There were some very close races this week. In the Boston Mayoral election, candidate Martin Walsh beat John Connolly by just 5,000 votes. In the Virginia gubernatorial race, Democrat Terry McAuliffe beat Republican candidate Ken Cuccinelli by only 2.5 percentage points. And lastly, in one of the closest state races in recent memory, Virginia Attorney General candidate Mark Obenshain beat Democratic opponent Mark Herring by a mere 479 votes.
But here is one race that wasn’t so close: the race for a King County commissioner seat in Des Moines, Washington. The race was between incumbent John E. Rosentangle and retired school teacher Jim Langston. Rosentangle won the election by a 71-29 margin. So, why is this race even worth mentioning?
Rosentangle is dead.
He passed away on August 12th of this year. But according to Des Moines election rules, ballots cannot be altered after July. Langston was given the news when he went to the Des Moines election office on August 13th to run as a write-in candidate.
"She said 'Well, Mr. Rosentangle just passed away last evening,'" Langston told My Northwest. "My mouth dropped open.
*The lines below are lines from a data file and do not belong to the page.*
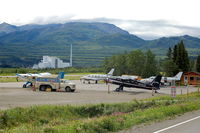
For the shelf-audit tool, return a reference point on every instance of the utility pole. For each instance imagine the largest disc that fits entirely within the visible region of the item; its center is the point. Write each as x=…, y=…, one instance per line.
x=71, y=56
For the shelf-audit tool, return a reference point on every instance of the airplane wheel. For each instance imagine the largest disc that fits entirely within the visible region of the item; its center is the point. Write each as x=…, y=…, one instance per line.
x=68, y=89
x=117, y=89
x=42, y=88
x=24, y=85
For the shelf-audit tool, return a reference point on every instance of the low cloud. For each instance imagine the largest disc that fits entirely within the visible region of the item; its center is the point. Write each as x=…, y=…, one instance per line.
x=143, y=28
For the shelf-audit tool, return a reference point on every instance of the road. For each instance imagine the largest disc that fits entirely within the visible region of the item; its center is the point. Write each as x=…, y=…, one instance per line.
x=187, y=123
x=13, y=95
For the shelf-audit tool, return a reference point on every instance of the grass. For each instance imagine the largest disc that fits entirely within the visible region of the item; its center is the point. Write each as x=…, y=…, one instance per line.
x=100, y=118
x=7, y=79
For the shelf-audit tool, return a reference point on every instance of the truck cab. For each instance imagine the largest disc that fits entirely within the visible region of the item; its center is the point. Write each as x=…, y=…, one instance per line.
x=54, y=84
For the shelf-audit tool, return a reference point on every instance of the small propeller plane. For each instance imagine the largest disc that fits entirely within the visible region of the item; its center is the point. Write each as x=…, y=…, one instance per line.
x=154, y=85
x=164, y=80
x=97, y=77
x=30, y=77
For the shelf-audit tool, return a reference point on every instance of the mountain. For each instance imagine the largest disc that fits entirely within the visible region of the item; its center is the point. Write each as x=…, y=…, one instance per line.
x=166, y=42
x=7, y=28
x=92, y=42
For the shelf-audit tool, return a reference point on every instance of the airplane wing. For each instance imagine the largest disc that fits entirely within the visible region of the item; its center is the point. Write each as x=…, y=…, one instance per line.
x=135, y=84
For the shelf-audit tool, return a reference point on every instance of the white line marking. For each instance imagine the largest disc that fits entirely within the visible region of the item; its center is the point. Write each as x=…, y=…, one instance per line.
x=177, y=125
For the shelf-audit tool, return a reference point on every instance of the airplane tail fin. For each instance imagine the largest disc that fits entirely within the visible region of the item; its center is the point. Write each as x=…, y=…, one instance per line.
x=178, y=75
x=111, y=71
x=156, y=82
x=61, y=75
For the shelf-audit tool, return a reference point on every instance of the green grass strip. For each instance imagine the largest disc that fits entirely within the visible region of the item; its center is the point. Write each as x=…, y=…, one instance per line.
x=100, y=118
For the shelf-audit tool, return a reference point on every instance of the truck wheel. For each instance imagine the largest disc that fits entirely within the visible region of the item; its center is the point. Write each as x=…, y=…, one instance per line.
x=68, y=89
x=72, y=90
x=42, y=88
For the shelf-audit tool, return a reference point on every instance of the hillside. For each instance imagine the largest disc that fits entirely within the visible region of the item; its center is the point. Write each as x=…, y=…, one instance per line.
x=92, y=42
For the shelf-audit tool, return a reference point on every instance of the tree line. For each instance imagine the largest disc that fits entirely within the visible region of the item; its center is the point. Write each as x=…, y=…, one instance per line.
x=146, y=64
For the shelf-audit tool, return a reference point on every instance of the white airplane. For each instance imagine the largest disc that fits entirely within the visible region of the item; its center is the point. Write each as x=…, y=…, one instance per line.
x=164, y=80
x=30, y=77
x=96, y=77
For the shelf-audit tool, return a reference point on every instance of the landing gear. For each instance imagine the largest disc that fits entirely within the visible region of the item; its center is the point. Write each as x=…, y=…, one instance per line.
x=121, y=87
x=24, y=85
x=27, y=84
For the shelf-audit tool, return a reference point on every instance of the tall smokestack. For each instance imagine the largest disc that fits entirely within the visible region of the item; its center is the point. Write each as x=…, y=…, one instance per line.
x=71, y=56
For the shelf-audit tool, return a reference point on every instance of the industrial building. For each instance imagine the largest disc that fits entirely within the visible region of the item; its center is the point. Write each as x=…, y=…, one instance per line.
x=51, y=62
x=191, y=78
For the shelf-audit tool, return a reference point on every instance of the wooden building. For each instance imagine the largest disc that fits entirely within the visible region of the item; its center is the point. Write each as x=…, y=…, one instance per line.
x=190, y=78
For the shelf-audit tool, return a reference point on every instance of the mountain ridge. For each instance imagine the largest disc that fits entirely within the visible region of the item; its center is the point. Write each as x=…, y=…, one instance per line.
x=92, y=42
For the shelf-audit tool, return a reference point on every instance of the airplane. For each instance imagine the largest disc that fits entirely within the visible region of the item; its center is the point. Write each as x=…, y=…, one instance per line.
x=97, y=77
x=154, y=85
x=30, y=77
x=164, y=80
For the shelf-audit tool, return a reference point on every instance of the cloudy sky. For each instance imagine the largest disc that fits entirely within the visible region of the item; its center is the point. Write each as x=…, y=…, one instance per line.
x=148, y=19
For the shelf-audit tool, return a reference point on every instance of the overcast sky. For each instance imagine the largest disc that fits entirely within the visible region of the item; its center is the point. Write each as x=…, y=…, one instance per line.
x=145, y=18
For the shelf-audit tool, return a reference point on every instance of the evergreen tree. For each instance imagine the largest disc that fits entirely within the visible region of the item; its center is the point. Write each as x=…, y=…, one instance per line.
x=169, y=67
x=180, y=57
x=198, y=64
x=150, y=65
x=175, y=53
x=135, y=62
x=169, y=53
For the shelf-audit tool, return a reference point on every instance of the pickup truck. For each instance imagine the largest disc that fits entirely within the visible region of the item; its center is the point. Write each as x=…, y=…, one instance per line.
x=54, y=84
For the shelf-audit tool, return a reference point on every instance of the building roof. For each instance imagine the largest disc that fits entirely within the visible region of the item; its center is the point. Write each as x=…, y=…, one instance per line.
x=192, y=72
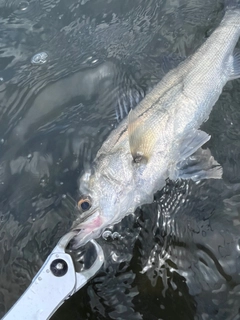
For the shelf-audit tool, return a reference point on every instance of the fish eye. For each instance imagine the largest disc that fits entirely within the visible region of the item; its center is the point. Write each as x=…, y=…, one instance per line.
x=84, y=203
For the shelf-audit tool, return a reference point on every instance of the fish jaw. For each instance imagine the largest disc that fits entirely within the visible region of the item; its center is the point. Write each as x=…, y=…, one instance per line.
x=89, y=229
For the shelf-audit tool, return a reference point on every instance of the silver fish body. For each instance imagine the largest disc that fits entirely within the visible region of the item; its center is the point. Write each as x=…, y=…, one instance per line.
x=160, y=135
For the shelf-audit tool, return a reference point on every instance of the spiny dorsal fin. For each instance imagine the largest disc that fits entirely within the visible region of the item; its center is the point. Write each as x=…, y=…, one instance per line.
x=141, y=138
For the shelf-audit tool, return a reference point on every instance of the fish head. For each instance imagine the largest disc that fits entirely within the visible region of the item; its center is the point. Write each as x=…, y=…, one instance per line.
x=107, y=195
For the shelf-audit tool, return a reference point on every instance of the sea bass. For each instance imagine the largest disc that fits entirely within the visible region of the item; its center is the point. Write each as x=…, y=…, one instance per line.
x=160, y=138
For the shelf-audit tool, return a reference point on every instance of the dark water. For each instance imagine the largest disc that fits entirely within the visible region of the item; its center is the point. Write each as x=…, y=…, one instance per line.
x=178, y=258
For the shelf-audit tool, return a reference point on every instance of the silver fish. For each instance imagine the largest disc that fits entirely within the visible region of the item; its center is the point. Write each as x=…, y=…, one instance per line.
x=160, y=139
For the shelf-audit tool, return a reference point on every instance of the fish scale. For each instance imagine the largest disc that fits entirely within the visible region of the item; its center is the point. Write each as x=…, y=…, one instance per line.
x=160, y=139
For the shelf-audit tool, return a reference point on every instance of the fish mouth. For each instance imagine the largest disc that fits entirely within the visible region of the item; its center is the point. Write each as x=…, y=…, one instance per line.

I said I would like to have beat him in an election but I wouldn't want anyone dead."
After hearing the news of his opponent’s passing, Langston went door to door in his community to tell people that he was essentially the only candidate running for the position.
"I went around to every household,” he said. “In the condos where I didn't know someone who lived there they posted my flyers next to the mailboxes so they would know that way."
It’s hard enough to win an election when you’re alive, just ask Mitt Romney or Al Gore. Winning one when you’re dead is almost unfair. And it looks like Rosentangle isn’t even the only dead candidate to win a race in Washington. NBC-Washington reports that deceased 81-year-old John Erak won a council race in Aberdeen as well.
Langston will probably eventually be chosen to fill Rosentangle’s empty seat. According to city council rules, a new representative must be appointed to fill a deceased member’s seat within 90 days of their passing.
Regardless, Langston wants to change city election rules so that the ballots can be altered after the current deadline if a situation like this happens in the future.
"Hopefully, they'll draw up some kind of program or change to the law so this can't happen to anyone else. And that's my goal,” he said.